A prescindere da chiacchiere e da rumors (interessi di Berlusconi, necessità di nascondere furti e malaffare presenti all’interno di tutti i partiti, come s’è visto Lega compresa a pieno titolo) i due problemi fin qui emersi – quello di Monti servitore delle banche e quello dei partiti ridotti al silenzio che continuano a sostenere il loro nemico – trovano risposte in una serie di episodi che continuano a caratterizzare la scena politica.

Ne prendiamo due a caso, relativi ad un paio di provvedimenti approvati recentemente dal Parlamento.

Il primo riguarda il finanziamento ai partiti, una vergogna indegna di un paese civile che continua nonostante che gli italiani l’abbiano sonoramente bocciata nell’aprile 1993 (favorevoli 90.03%) e che vede i partiti incassare quattro euro per ogni euro speso (un miliardo tondo in cinque anni). Bastonati i parlamentari che dovevano rappresentare il male assoluto per far vedere che i buoni erano solo loro, il governo Monti, nessuno ha però mai pensato di metter mano ai veri privilegi, quelli destinati ai partiti politici. Anzi.
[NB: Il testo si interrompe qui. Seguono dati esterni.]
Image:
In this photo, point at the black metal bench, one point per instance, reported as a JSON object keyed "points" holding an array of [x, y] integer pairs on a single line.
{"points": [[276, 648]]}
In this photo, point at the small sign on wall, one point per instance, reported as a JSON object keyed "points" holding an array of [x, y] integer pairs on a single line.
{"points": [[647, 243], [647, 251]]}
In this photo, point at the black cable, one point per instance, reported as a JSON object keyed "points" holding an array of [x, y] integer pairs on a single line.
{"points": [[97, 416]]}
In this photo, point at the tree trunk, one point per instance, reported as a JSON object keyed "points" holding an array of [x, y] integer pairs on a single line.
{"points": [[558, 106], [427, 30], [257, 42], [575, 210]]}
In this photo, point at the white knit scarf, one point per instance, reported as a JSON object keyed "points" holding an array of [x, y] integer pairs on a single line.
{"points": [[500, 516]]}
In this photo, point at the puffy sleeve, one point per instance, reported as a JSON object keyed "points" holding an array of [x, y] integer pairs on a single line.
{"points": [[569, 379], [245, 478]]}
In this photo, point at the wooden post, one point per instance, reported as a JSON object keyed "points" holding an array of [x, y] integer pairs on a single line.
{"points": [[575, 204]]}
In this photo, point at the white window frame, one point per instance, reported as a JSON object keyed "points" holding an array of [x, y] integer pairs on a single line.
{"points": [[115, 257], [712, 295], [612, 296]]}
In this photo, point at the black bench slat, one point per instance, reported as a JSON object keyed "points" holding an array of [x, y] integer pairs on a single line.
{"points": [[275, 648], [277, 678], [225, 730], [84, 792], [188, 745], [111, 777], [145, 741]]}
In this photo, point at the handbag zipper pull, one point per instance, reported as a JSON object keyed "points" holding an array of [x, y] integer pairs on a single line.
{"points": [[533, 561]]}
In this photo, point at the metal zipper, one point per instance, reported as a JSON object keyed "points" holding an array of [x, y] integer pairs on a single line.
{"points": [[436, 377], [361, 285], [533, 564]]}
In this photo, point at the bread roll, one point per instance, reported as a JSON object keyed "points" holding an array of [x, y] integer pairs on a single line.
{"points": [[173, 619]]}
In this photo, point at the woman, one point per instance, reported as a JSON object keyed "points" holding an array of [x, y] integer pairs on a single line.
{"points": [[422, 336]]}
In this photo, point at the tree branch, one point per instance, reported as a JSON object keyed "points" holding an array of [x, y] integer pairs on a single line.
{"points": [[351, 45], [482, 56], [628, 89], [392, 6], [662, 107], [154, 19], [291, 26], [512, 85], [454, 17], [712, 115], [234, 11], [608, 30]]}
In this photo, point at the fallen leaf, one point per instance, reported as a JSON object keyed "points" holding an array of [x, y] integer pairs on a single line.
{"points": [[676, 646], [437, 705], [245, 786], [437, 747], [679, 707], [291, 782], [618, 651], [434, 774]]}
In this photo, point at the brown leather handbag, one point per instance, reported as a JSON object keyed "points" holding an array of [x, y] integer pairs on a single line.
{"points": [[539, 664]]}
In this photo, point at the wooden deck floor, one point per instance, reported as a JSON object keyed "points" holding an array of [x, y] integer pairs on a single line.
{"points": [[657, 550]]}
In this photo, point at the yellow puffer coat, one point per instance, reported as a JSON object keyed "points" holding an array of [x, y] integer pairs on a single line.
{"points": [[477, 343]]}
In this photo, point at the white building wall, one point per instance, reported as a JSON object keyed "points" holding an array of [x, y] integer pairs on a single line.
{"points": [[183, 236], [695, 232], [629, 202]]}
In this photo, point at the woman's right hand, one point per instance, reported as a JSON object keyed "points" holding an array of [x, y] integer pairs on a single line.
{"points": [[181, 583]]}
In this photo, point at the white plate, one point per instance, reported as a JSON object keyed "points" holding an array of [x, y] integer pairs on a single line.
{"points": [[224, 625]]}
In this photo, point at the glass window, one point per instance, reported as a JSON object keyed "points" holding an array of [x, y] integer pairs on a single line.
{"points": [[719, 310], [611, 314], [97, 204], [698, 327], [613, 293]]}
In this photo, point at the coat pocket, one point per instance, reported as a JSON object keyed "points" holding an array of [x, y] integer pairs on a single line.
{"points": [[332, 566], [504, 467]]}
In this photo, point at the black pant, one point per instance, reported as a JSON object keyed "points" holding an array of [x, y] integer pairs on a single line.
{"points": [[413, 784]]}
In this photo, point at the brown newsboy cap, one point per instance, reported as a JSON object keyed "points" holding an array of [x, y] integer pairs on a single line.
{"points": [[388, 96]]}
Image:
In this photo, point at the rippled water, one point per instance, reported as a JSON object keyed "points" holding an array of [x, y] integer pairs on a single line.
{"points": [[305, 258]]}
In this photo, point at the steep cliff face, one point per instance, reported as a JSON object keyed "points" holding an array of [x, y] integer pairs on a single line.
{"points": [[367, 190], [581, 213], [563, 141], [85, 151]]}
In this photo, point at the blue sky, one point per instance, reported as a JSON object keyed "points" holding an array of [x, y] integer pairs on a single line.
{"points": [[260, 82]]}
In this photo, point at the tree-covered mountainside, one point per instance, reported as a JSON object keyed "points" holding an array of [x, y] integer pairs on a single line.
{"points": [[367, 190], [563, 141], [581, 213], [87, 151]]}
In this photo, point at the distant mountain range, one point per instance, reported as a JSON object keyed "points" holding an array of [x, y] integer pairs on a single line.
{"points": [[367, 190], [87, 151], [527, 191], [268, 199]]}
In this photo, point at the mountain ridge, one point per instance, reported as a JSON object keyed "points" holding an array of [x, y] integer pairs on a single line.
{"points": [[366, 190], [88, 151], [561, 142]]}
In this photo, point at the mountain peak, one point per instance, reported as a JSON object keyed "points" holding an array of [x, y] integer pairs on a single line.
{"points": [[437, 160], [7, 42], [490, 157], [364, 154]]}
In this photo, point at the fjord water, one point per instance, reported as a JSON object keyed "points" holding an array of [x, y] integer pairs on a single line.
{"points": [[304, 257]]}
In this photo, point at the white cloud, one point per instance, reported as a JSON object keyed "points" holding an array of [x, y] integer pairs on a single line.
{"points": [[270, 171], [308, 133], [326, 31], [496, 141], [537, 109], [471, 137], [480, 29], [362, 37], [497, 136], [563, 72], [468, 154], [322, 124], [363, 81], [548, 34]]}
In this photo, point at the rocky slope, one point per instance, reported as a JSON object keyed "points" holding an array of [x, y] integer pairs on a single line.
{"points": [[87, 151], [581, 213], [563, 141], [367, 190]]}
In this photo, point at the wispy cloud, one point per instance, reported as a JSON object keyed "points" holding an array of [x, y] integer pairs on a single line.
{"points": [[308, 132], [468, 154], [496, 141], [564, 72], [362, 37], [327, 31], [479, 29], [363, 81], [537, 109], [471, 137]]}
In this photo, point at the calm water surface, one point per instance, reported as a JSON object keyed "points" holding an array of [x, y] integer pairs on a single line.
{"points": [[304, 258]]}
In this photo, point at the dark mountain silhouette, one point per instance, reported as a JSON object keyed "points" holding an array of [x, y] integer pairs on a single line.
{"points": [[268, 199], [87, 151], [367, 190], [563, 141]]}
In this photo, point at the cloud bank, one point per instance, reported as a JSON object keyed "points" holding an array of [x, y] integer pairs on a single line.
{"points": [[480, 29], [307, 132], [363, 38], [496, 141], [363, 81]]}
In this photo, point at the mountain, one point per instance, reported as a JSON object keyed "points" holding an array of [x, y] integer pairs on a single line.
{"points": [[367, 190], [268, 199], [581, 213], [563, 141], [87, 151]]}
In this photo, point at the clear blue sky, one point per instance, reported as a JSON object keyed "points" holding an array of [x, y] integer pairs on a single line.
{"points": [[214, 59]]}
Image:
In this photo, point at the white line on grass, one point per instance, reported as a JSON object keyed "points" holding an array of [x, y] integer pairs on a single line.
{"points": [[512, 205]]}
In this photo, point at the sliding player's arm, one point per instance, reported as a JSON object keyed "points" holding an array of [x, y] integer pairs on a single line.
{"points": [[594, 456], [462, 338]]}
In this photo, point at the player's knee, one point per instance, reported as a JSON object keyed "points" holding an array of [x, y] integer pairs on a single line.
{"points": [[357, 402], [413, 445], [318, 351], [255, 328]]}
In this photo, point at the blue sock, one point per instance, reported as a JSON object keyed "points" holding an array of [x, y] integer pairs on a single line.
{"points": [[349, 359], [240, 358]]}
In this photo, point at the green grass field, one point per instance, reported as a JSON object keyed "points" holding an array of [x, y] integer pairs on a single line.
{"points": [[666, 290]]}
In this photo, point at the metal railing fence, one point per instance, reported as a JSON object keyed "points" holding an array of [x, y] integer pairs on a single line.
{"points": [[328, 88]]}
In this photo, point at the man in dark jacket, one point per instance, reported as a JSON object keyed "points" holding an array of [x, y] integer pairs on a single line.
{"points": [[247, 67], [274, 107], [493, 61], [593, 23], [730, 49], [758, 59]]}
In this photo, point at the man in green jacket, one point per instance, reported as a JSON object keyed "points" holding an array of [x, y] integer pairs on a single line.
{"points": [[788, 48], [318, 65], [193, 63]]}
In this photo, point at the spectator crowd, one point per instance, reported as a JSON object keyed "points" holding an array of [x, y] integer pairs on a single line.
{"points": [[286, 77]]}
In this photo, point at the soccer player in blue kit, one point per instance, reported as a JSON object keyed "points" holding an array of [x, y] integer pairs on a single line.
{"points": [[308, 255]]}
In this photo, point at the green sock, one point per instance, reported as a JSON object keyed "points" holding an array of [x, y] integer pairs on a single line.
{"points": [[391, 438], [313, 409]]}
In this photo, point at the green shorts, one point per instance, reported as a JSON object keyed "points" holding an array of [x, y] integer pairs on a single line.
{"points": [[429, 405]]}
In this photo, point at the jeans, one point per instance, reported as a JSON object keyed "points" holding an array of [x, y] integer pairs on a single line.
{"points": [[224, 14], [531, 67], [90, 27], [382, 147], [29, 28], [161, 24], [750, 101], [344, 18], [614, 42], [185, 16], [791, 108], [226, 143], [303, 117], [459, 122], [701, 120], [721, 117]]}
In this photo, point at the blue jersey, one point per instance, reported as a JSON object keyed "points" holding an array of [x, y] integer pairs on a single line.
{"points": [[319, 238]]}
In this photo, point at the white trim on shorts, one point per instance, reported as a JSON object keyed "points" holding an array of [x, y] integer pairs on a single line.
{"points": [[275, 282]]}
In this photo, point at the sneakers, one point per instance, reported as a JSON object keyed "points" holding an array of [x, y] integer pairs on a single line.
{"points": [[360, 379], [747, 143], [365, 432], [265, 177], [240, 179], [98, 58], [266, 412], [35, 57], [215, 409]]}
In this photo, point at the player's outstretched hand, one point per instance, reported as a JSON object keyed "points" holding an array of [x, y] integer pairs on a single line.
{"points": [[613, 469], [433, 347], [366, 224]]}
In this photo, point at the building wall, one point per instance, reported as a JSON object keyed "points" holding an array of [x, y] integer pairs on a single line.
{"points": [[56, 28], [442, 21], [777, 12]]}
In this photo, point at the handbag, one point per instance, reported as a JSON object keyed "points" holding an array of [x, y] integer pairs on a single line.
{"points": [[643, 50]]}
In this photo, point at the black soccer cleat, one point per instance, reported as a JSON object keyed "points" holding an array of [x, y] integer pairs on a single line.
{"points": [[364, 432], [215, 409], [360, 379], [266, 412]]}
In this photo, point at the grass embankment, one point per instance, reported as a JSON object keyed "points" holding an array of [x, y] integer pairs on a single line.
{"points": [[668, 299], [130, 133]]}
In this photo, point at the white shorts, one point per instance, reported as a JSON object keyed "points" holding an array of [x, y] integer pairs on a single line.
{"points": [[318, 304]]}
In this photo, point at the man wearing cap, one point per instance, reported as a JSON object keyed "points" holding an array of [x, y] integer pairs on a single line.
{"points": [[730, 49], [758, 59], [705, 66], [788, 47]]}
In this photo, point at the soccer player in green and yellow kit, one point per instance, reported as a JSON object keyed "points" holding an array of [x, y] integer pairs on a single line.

Proprio di recente “vista l’insistenza della categoria (Federazione della Stampa, ndr)e degli editori, ma anche alla pressione dei politici”, il governo Monti ha aumentato la somma del finanziamento pubblico ai giornali. In soldoni, in questi tempi in cui Monti e il suo Ministro Lacrima chiedono sacrifici a pensionati, famiglie, piccoli proprietari e disoccupati, i giornali si vedranno aumentare il finanziamento statale dai 47 iniziali previsti a 120 milioni di euro. Da precisare che a godere di questi 120 milioni non saranno tutti i giornali, ma solo quelli editi da cooperative o emanazione di movimenti o partiti politici. Una boccata di ossigeno per quei giornali di partito che, nella migliore delle ipotesi, riescono a piazzare quotidianamente sul mercato nazionale poche centinaia di copie al giorno. Certo, un provvedimento che impedirà la chiusura di alcune testate e qualche licenziamento, ma non è questo il governo che si lava quotidianamente la bocca di liberalismo, libero mercato, produttività e licenziamento del “personale inutile” e che se ne frega delle migliaia di piccole imprese e di lavoratori che sta mettendo sul lastrico con le sue leggi turboliberiste?

Sempre in questi giorni le commissioni Bilancio e Finanze del Senato hanno deciso che le Fondazioni bancarie non pagheranno l’IMU, la nuova tassa sugli immobili. A votare il Decreto Fiscale sono stati 241 senatori (29 i contrari, 2 gli astenuti). La motivazione ha dell’incredibile in quanto afferma che l’esenzione è dovuta in quanto “le fondazioni bancarie sono associazioni benefiche”, cioè Enti di beneficenza. Ora, siccome è noto che in Italia gran parte delle Istituti di credito sono di proprietà delle Fondazioni bancarie, ne consegue che i camerieri delle banche che siedono al Governo null’altro hanno fatto che curare gli interessi dei loro padroni e quindi i propri.

Adesso abbiamo capito tutto: le banche sono enti da tutelare e favorire perché “fanno del bene”; i pensionati, le famiglie, le piccole e medie imprese, i risparmiatori che subiscono quotidianamente stangate da capogiro, evidentemente, rappresentano il male da punire e sradicare.